The four finalists for the inaugural Janssen Health and Technology Challenge (HaTCH) have been named, with one of the judges saying Melbourne, in particular, is close to developing “a critical mass of ideas”.
Each of the four finalists receives $10,000 to go towards the further development of their concepts. They will further workshop their ideas with the judges in a full-day session on October 30, before pitching their ideas to the independent judging panel on December 2 for a chance to win $100,000 to commercialise their idea.
The judging panel includes World Medical Association council chair Mukesh Haikerwal and former General Practice Registrar Australia chief executive Amit Vohra. They are joined by Strativity Group Australia and New Zealand partner Cyrus Allen, Janssen Australia/New Zealand managing director Chris Hourigan and Muru-D’s Mick Liubinskas.
Vohra told Private Media health tech and biotech sectors have the potential to create a long-term home in Australia, but warned it’s still early days for the sector.
“For the first time, Australia is creating an ecosystem around health startups.
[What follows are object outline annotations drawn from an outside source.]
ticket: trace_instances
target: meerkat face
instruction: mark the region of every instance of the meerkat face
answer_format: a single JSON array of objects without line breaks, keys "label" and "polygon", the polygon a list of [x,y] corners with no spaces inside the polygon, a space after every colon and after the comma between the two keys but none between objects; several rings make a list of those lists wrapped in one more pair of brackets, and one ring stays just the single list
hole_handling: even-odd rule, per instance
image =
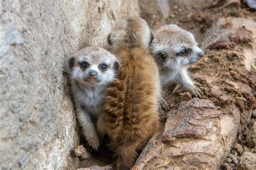
[{"label": "meerkat face", "polygon": [[71,78],[85,85],[106,84],[112,82],[119,69],[116,56],[99,47],[87,47],[69,60]]},{"label": "meerkat face", "polygon": [[107,37],[107,42],[112,48],[125,46],[149,47],[153,38],[146,22],[140,18],[127,18],[117,22]]},{"label": "meerkat face", "polygon": [[194,63],[204,55],[194,35],[173,24],[164,26],[156,32],[151,49],[157,62],[170,69]]}]

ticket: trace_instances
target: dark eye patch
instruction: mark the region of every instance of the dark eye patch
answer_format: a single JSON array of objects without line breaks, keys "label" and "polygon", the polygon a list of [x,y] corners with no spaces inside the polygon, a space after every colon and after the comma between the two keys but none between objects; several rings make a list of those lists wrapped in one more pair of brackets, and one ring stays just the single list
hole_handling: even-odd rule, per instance
[{"label": "dark eye patch", "polygon": [[180,56],[186,56],[187,54],[188,54],[190,52],[190,50],[189,49],[184,49],[182,51],[181,51],[179,53],[178,53],[178,55],[179,55]]},{"label": "dark eye patch", "polygon": [[106,63],[102,63],[99,65],[99,69],[105,71],[107,69],[107,65]]},{"label": "dark eye patch", "polygon": [[81,62],[81,63],[80,63],[80,67],[81,67],[82,68],[86,68],[87,67],[88,67],[88,66],[89,64],[85,61]]}]

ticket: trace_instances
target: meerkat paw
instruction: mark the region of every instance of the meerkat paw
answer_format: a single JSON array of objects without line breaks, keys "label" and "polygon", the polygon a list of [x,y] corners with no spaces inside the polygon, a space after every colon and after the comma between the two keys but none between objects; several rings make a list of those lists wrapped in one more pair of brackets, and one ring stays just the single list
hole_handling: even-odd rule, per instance
[{"label": "meerkat paw", "polygon": [[180,87],[181,86],[181,85],[178,84],[177,84],[176,86],[175,86],[174,88],[173,89],[173,90],[172,90],[172,94],[173,94],[175,93],[175,92],[176,92],[176,91],[178,90],[178,88],[180,88]]},{"label": "meerkat paw", "polygon": [[204,94],[198,86],[202,86],[198,83],[195,82],[194,87],[190,91],[194,96],[201,98]]},{"label": "meerkat paw", "polygon": [[98,151],[99,148],[99,140],[98,136],[96,136],[86,139],[88,144],[92,147],[95,151]]}]

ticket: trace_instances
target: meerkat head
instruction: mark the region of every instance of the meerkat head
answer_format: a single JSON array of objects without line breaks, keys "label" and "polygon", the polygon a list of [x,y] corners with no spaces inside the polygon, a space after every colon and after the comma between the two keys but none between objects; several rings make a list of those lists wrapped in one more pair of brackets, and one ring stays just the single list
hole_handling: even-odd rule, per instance
[{"label": "meerkat head", "polygon": [[87,47],[76,53],[69,60],[71,80],[87,86],[107,84],[119,69],[116,56],[99,47]]},{"label": "meerkat head", "polygon": [[146,22],[140,18],[134,18],[117,22],[107,37],[107,42],[114,51],[120,46],[147,48],[153,38]]},{"label": "meerkat head", "polygon": [[171,69],[194,63],[204,55],[194,35],[174,24],[162,26],[156,32],[151,49],[157,62]]}]

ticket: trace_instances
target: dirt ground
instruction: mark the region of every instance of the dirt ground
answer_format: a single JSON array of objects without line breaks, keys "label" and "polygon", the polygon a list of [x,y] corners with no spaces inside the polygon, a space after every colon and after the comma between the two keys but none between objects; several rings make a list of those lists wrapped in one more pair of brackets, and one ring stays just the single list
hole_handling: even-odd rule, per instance
[{"label": "dirt ground", "polygon": [[[190,66],[191,76],[202,85],[200,88],[204,93],[203,99],[212,101],[216,108],[227,115],[234,114],[232,110],[237,108],[239,110],[240,118],[235,131],[237,135],[235,134],[236,138],[230,140],[231,146],[227,147],[230,149],[225,154],[230,153],[242,162],[240,157],[245,151],[256,154],[255,110],[252,115],[252,111],[255,109],[256,69],[252,64],[255,65],[256,61],[256,12],[250,9],[242,1],[204,1],[208,2],[197,7],[186,6],[186,3],[180,6],[175,2],[152,1],[149,3],[147,1],[140,1],[142,17],[153,30],[164,24],[175,23],[195,34],[205,55]],[[170,84],[164,88],[164,96],[170,110],[160,111],[162,129],[158,138],[163,137],[166,129],[169,113],[177,111],[182,101],[193,98],[189,93],[182,89],[171,94],[174,87]],[[189,138],[183,139],[190,140]],[[167,151],[169,146],[165,144],[163,148]],[[99,154],[93,154],[89,160],[80,161],[78,167],[112,164],[111,155],[104,150]],[[144,169],[181,167],[184,159],[179,158],[157,156],[149,161]],[[211,167],[237,168],[235,159],[233,160],[230,156],[221,158],[220,162],[214,163]],[[196,169],[206,167],[204,163],[197,165],[196,161],[192,160],[186,164]],[[244,168],[242,165],[239,166],[241,169]]]}]

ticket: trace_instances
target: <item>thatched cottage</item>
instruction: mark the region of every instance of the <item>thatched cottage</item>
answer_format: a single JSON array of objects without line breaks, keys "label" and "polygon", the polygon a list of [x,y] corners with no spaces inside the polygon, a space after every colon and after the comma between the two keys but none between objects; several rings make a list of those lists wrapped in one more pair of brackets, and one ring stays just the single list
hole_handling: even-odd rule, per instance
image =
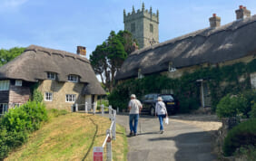
[{"label": "thatched cottage", "polygon": [[85,48],[77,53],[31,45],[0,68],[0,114],[31,99],[34,89],[44,96],[47,108],[71,109],[74,103],[97,101],[105,91],[98,81]]},{"label": "thatched cottage", "polygon": [[[221,18],[213,14],[210,26],[133,52],[123,62],[115,80],[123,81],[153,73],[179,78],[202,67],[222,67],[235,62],[249,62],[256,55],[256,15],[241,5],[236,21],[221,26]],[[251,74],[256,87],[255,74]],[[203,107],[210,104],[206,80],[201,82]]]}]

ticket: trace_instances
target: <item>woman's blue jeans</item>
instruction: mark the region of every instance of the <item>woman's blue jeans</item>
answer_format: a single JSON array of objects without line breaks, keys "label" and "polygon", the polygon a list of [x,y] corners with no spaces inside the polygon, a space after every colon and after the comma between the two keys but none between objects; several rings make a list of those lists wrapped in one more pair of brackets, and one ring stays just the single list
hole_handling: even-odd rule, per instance
[{"label": "woman's blue jeans", "polygon": [[163,130],[163,118],[165,118],[165,115],[158,115],[159,122],[160,122],[160,130]]},{"label": "woman's blue jeans", "polygon": [[139,114],[130,114],[129,115],[129,123],[130,123],[130,130],[131,132],[133,132],[134,134],[137,133],[137,126],[138,126],[138,120],[139,120]]}]

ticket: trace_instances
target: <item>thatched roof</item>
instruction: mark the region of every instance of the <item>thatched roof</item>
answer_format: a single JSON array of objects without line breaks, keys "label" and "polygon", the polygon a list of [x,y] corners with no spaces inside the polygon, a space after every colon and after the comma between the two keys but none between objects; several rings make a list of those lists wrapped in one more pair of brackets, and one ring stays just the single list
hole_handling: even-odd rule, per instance
[{"label": "thatched roof", "polygon": [[256,53],[256,15],[205,28],[133,52],[115,80],[179,69],[204,62],[214,64]]},{"label": "thatched roof", "polygon": [[90,62],[77,54],[64,51],[31,45],[24,53],[0,68],[0,80],[20,79],[36,82],[47,80],[47,71],[57,73],[58,81],[67,81],[70,74],[79,76],[85,83],[84,94],[105,94]]}]

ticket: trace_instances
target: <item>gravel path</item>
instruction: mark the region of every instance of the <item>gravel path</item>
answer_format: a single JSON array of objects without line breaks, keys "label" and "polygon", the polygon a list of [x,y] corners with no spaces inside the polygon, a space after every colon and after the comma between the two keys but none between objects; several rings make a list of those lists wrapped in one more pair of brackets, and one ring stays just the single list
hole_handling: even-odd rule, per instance
[{"label": "gravel path", "polygon": [[[216,130],[220,122],[211,117],[172,116],[164,133],[160,134],[156,118],[141,116],[139,135],[128,137],[128,161],[217,160],[212,153],[213,137],[208,131]],[[128,115],[117,115],[117,122],[126,128],[127,135],[128,119]],[[207,128],[209,122],[211,128]]]}]

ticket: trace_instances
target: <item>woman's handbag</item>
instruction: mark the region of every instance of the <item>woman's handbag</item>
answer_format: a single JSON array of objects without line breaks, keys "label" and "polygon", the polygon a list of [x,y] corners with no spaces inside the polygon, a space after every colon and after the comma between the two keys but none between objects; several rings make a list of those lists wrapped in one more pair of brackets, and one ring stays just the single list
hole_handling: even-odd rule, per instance
[{"label": "woman's handbag", "polygon": [[169,124],[169,118],[168,117],[166,117],[164,123],[167,124],[167,125]]}]

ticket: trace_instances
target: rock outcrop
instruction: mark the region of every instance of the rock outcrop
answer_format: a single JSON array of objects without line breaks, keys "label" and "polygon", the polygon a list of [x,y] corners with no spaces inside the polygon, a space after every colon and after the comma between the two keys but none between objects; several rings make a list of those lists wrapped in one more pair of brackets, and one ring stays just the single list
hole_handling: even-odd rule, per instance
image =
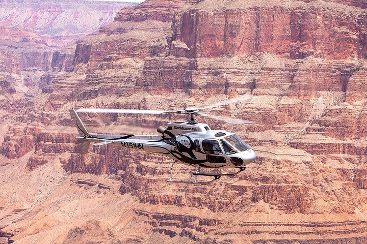
[{"label": "rock outcrop", "polygon": [[[121,10],[98,33],[54,52],[41,90],[7,113],[0,237],[366,242],[365,8],[358,0],[146,0]],[[78,154],[68,113],[218,103],[211,113],[254,123],[205,122],[238,133],[258,159],[208,187],[168,184],[164,156],[110,146]],[[183,119],[81,116],[90,131],[116,134]],[[192,169],[175,167],[175,178],[190,177]],[[27,196],[9,191],[16,184]]]}]

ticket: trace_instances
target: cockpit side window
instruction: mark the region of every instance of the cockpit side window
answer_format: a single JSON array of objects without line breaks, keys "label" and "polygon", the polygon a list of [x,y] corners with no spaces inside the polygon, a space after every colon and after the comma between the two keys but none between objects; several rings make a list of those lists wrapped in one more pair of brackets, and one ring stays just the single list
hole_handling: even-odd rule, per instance
[{"label": "cockpit side window", "polygon": [[201,150],[200,149],[200,143],[199,143],[199,140],[195,140],[194,141],[194,150],[195,151],[200,152]]},{"label": "cockpit side window", "polygon": [[219,142],[214,140],[203,140],[201,142],[203,150],[205,154],[222,155]]}]

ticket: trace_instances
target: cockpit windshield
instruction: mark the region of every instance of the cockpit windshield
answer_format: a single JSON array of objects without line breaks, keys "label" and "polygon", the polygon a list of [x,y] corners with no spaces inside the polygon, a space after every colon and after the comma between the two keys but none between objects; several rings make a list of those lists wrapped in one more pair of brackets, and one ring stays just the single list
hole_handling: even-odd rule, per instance
[{"label": "cockpit windshield", "polygon": [[237,135],[231,135],[221,140],[226,155],[237,154],[250,149]]}]

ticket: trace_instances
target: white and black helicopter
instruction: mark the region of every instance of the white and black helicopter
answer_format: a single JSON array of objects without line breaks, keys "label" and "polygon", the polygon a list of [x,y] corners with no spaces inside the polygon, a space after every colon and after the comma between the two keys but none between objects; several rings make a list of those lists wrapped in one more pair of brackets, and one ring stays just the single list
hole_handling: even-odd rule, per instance
[{"label": "white and black helicopter", "polygon": [[[166,155],[174,161],[171,167],[167,182],[207,185],[224,175],[234,175],[243,171],[246,166],[256,158],[255,152],[234,133],[227,131],[212,130],[205,124],[196,122],[195,115],[206,114],[201,111],[208,108],[188,108],[179,110],[144,110],[131,109],[70,109],[71,118],[76,127],[82,140],[82,153],[88,152],[91,142],[94,146],[112,145],[133,149],[141,150]],[[125,114],[163,114],[175,113],[190,116],[189,122],[168,123],[165,127],[158,127],[160,135],[100,135],[89,133],[82,122],[77,112],[118,113]],[[179,181],[172,179],[175,163],[178,163],[197,168],[192,173],[195,180]],[[233,173],[200,172],[201,168],[236,168]],[[212,176],[207,181],[199,181],[198,175]]]}]

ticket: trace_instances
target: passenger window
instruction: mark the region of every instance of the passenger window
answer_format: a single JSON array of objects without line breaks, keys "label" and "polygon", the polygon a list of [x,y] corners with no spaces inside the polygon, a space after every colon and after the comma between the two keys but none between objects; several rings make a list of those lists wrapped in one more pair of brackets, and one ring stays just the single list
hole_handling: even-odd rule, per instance
[{"label": "passenger window", "polygon": [[206,155],[206,160],[207,160],[209,163],[226,163],[225,158],[224,157],[222,156],[214,156],[213,155]]},{"label": "passenger window", "polygon": [[201,142],[203,150],[205,154],[222,155],[219,143],[213,140],[204,140]]},{"label": "passenger window", "polygon": [[194,150],[198,152],[200,152],[201,151],[200,149],[200,143],[199,143],[199,140],[195,140],[194,141]]}]

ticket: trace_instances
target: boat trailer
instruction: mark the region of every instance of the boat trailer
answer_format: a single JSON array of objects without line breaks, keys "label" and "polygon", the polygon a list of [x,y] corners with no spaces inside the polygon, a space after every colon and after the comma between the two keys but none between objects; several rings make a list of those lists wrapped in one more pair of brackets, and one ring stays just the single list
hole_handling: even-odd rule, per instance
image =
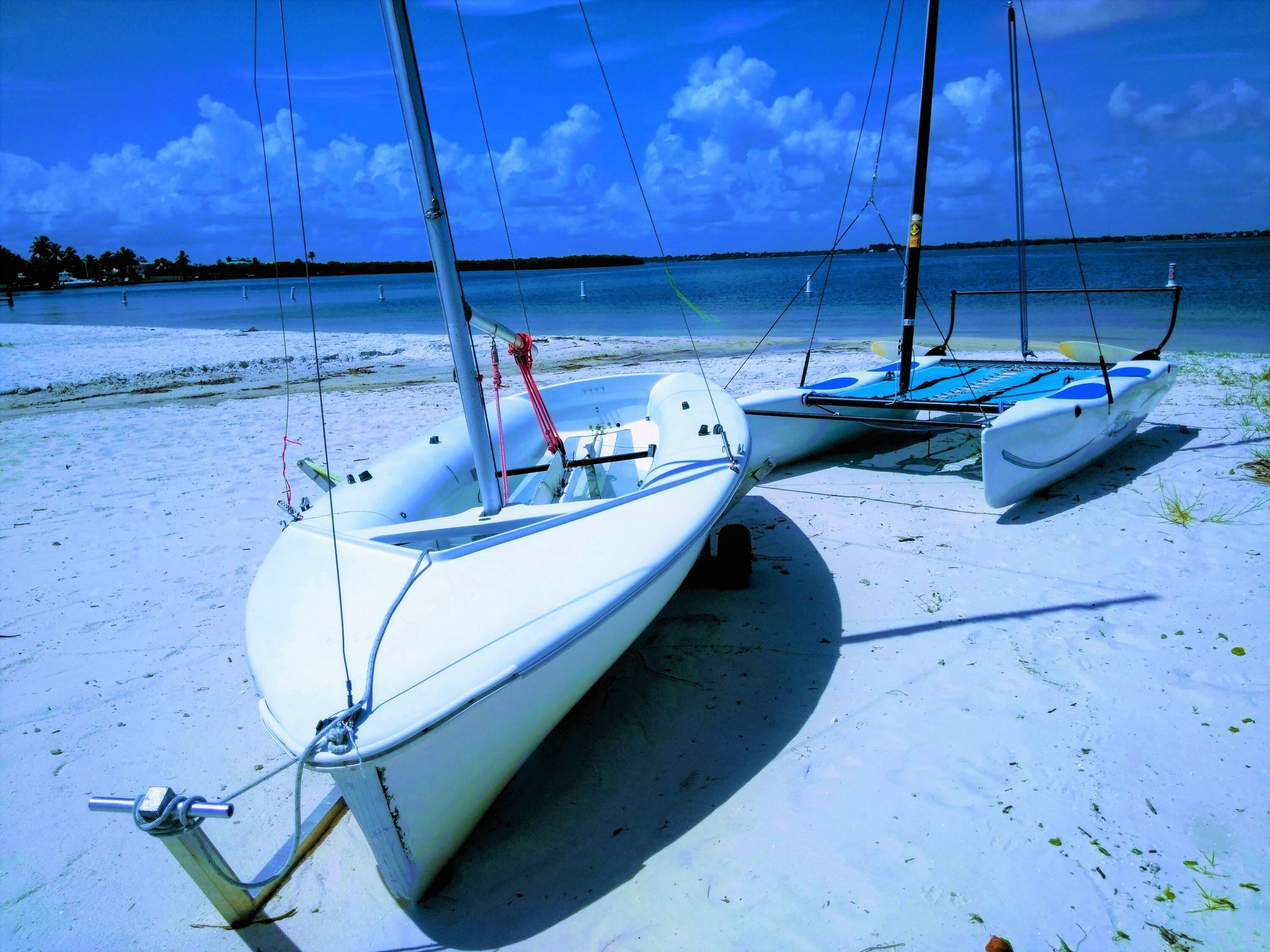
[{"label": "boat trailer", "polygon": [[[177,797],[178,795],[171,787],[150,787],[136,798],[89,797],[88,809],[99,812],[133,814],[146,823],[154,823],[163,816]],[[225,918],[229,927],[241,929],[255,923],[260,910],[330,833],[347,809],[339,788],[333,787],[301,824],[298,849],[295,849],[293,838],[288,836],[282,848],[253,877],[251,882],[263,881],[263,885],[255,889],[241,889],[224,878],[220,871],[236,878],[234,868],[225,861],[211,838],[203,833],[202,824],[185,826],[174,834],[157,835],[156,839],[168,847],[180,867],[189,873],[194,885],[216,906],[216,911]],[[234,805],[193,802],[189,803],[187,812],[198,820],[227,820],[234,816]],[[295,862],[291,863],[291,868],[287,868],[287,861],[291,859],[293,849]]]}]

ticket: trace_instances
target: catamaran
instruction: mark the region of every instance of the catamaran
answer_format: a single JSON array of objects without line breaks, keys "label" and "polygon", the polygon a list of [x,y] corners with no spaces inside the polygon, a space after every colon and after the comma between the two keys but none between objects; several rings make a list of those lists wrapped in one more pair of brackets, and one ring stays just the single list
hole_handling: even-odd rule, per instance
[{"label": "catamaran", "polygon": [[[1090,288],[1085,284],[1083,267],[1081,288],[1026,287],[1021,117],[1012,5],[1008,6],[1007,15],[1019,289],[952,291],[947,331],[942,334],[942,341],[922,355],[914,353],[913,329],[919,296],[939,24],[939,0],[928,0],[917,164],[913,173],[908,248],[903,258],[904,303],[899,343],[874,345],[875,352],[888,360],[876,368],[838,373],[806,383],[804,364],[804,378],[799,386],[766,390],[742,399],[740,405],[749,418],[756,459],[770,459],[780,466],[895,429],[927,433],[978,429],[982,432],[984,498],[988,505],[1007,506],[1078,472],[1132,437],[1176,380],[1173,364],[1161,358],[1161,350],[1177,322],[1182,291],[1175,281],[1175,265],[1170,265],[1168,283],[1161,288]],[[1026,14],[1024,25],[1026,29]],[[885,24],[883,30],[885,34]],[[1044,98],[1041,104],[1044,107]],[[1050,142],[1053,145],[1053,136]],[[1057,169],[1057,154],[1054,161]],[[1072,240],[1080,265],[1074,232]],[[832,254],[831,251],[831,258]],[[1093,308],[1088,303],[1091,294],[1157,292],[1172,297],[1168,330],[1157,347],[1140,352],[1110,347],[1097,338],[1095,324],[1093,341],[1066,341],[1060,345],[1059,349],[1069,360],[1033,359],[1027,340],[1029,296],[1083,294],[1092,322]],[[956,357],[951,352],[949,340],[956,319],[958,298],[984,294],[1019,296],[1021,359],[970,359]]]}]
A lot of innovative stuff comes out of Silicon Valley because you have a lot of startups in a small area,” Vohra says.
“As with most entrepreneurial activity, it needs a critical mass of ideas and Melbourne for the first time is starting to experience this.”
Vohra explains Australia has never been a natural hub for robotics because it never had a strong local robotics industry, and that much of the early use of devices such as Google Glass for therapeutic purposes has been in Silicon Valley.
Instead, he says the key strengths of the local health tech and biotechnology sector centre around data systems, data analysis, information sharing, wearables and nanotechnology.
“There’s a whole space around consumer wearables that kicked off in the past two years. Before that, there was the app revolution, and now we’re in the next phase of that, with wearables that log that information,” Vohra says.
“The next phase gets more sophisticated, where the information gets sent back to your medical practitioner, rather than just collected for lifestyle purposes.”
Vohra says another area Australian health tech startups are strong in is information sharing systems, which allow a patient’s electronics records to be stored in a single repository.
“Another area, and not just in Australia, is around information exchange. There’s a huge amount of fragmentation in information sharing across the health system,” he says.
“Your local general practitioner has a raft of information. But if you go somewhere else for a procedure, that information is sitting in a different silo.”
Storing information in a single repository allows for better quality of care at a lower cost, according to Vohra. This is because each intervention, whether it is delivered through a general practitioner, a hospital or a nursing home, will be logged in a single system, allowing medical professionals access to more accurate and complete data about a patient’s health.
The four 2014 HaTCH finalists, chosen from 40 entrants, are as follows:
1. Footprints: Falls in the elderly are often result to a deterioration of gait. The Footprint sensor will improve monitoring of gait levels and thereby allow intervening before a fall happens.
2. Life Picture: Chronic diseases involve changes to the molecular pathways of individuals. The Life Picture health monitoring system uses biomarkers and smartphone technology to improve early disease detection.
3. Respiro Flu Test: Seasonal influenza kills more Australians than car accidents. The Respiro Flu Test is the first non-invasive ultra-sensitive test for influenza infection in children and adults. It takes less than 20 minutes and detects all strains of human influenza including H1N1 and bird flu.
4. Track Active: Exercise is considered to be the single most important treatment modality for addressing chronic health and musculoskeletal problems. Track Active is a cloud based platform for health and medical professionals to efficiently prescribe customized, evidence-based exercise programs to assist patients in recovery.